I see the sheen, the electronic calm, those tiny, expressionless eyes . . . I glimpse the outlines of the cloaking device and I instinctively recoil, like a baby tasting mould. Don't get me wrong. I don't see a power-crazed despot either. I almost wish I did. Instead, I see an avatar. A simulated man with a simulated face. A humanoid. A replicant. An Auton. A construct. A Carlton PR man who's arrived to run the country, and currently stands before us, blinking patiently, blank yet alert, quietly awaiting commencement of phase two. At which point, presumably, his real face may finally become visible.

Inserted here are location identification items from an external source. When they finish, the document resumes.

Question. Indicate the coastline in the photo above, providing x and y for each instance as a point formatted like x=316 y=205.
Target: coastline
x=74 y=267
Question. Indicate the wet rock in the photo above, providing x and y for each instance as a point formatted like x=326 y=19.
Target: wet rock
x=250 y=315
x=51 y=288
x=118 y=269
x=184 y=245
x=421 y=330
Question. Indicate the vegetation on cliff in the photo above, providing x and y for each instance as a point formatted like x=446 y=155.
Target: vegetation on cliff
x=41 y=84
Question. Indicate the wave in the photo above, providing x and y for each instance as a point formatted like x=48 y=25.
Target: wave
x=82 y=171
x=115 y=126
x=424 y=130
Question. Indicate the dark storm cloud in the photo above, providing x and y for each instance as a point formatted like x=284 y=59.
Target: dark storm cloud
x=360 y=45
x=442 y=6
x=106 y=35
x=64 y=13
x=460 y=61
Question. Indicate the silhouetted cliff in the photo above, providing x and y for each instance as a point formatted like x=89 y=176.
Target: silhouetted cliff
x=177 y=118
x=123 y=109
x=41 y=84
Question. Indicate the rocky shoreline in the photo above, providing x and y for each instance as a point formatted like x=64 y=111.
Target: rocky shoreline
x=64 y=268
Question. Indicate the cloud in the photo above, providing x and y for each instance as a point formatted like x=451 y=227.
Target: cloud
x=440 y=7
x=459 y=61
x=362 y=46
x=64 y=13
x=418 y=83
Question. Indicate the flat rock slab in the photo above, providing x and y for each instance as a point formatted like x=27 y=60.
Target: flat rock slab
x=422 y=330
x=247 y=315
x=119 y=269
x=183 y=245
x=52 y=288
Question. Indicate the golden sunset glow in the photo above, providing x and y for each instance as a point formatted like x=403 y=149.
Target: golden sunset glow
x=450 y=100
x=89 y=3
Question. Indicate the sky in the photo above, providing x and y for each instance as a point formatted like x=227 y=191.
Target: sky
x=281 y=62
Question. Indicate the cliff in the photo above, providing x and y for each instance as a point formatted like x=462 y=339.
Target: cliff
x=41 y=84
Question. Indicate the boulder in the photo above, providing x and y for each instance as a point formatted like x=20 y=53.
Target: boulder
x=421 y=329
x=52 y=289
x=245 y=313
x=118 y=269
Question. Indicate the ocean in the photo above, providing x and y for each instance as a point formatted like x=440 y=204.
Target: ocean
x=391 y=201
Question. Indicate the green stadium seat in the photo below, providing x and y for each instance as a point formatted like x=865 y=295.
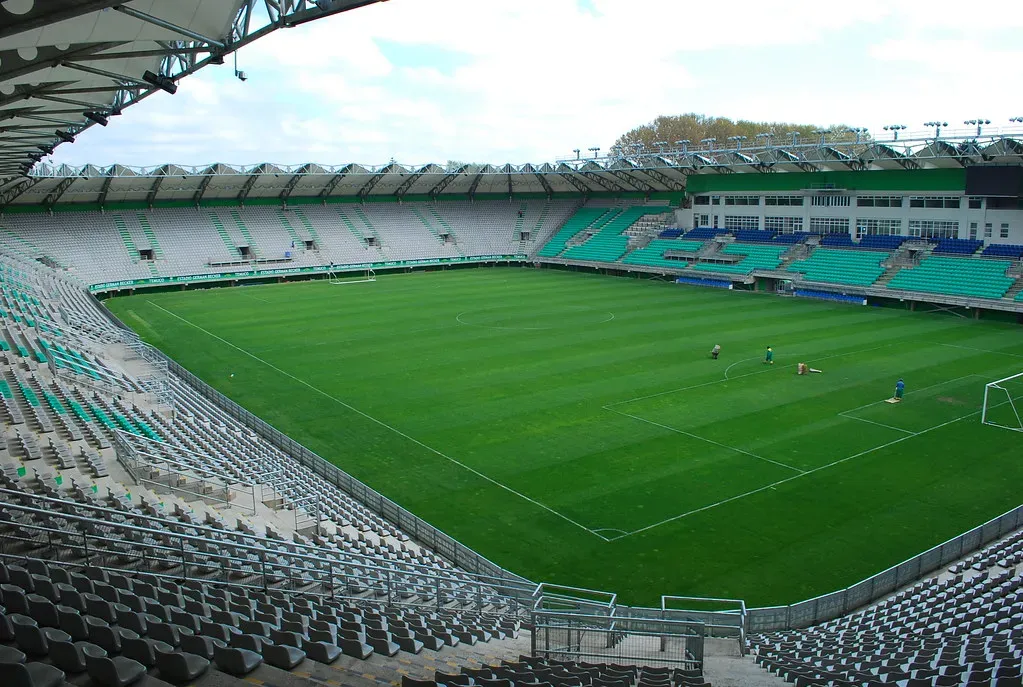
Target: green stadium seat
x=978 y=278
x=837 y=266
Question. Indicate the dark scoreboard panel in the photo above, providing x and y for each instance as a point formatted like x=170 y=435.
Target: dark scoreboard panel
x=994 y=180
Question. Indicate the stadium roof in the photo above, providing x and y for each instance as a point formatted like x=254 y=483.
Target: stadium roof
x=633 y=171
x=70 y=64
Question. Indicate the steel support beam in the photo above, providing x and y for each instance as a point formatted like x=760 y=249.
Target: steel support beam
x=335 y=180
x=665 y=180
x=293 y=182
x=150 y=196
x=407 y=184
x=637 y=184
x=601 y=181
x=582 y=188
x=101 y=200
x=8 y=196
x=545 y=184
x=476 y=182
x=61 y=188
x=205 y=184
x=156 y=20
x=446 y=181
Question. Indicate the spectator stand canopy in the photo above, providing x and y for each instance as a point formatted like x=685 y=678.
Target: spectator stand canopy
x=70 y=64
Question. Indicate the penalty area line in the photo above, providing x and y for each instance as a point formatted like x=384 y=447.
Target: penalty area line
x=380 y=422
x=793 y=477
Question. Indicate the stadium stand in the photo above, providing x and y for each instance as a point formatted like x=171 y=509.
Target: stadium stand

So to the hung Parliament, which now looks most likely. Despite the Tories' attempts to scaremonger the possibilities, I think that the public is more or less reconciled to the idea of coalition or minority government. Maybe living in Scotland, where it has basically worked, helps matters. The hung Parliament may be the sea-change that we need here, delivering vote reform and collaboration to create policy that actually makes a difference. Next Friday (and onwards) could be very interesting... The spectre of a Conservative majority does, howerver, make me very nervous.
So what about my vote? I've narrowed it down to SNP or LibDem, and have now read both manifestos. I liked the gist of both of them, to be honest, and agreed with the majority of what the Parties said. The SNP manifesto had a nice font, made nice populist points, and won points for its positive (rather than slagging off the opposition) outlook. I did, however, feel like a lot of the ideas were nice but the means of achieving them were not adequately explained; that comment also applied to the Liberal Democrats to some degree. The SNP also danced around the elephant in the room a little, saying that they favour independence, outlined their version (which sounded like hyperdevolution to me), but did not go into the mechanics of how it would work. The UK is not just going to give up North Sea oil and a heap of its military bases...
Comparing the two parties there is not much to choose between them in my mind, with a hybrid of the two being the ideal. Seeing as that is not going to happen, I think that in this election I will be voting Liberal Democrat. My seat is close, so a vote from me will contribute to the 1300 needed to swing it from Labour to the Liberal Democrats. I would like to reward them for a good campaign, and hopefully contribute to the hung Parliament in the process.
So there we are, I have come all this way to end up where I started, voting Liberal Democrat. It has been an interesting journey during the campaign, and at the start I honestly thought that I might vote Labour. I don't buy the media narritive on the last 13 years, and have seen many positive things from them. I believe that Britain is a better, fairer, more modern country because of what they have done. And the SNP: now they are seriously on my radar. It is very, very likely that they will get my vote in the next Holyrood election.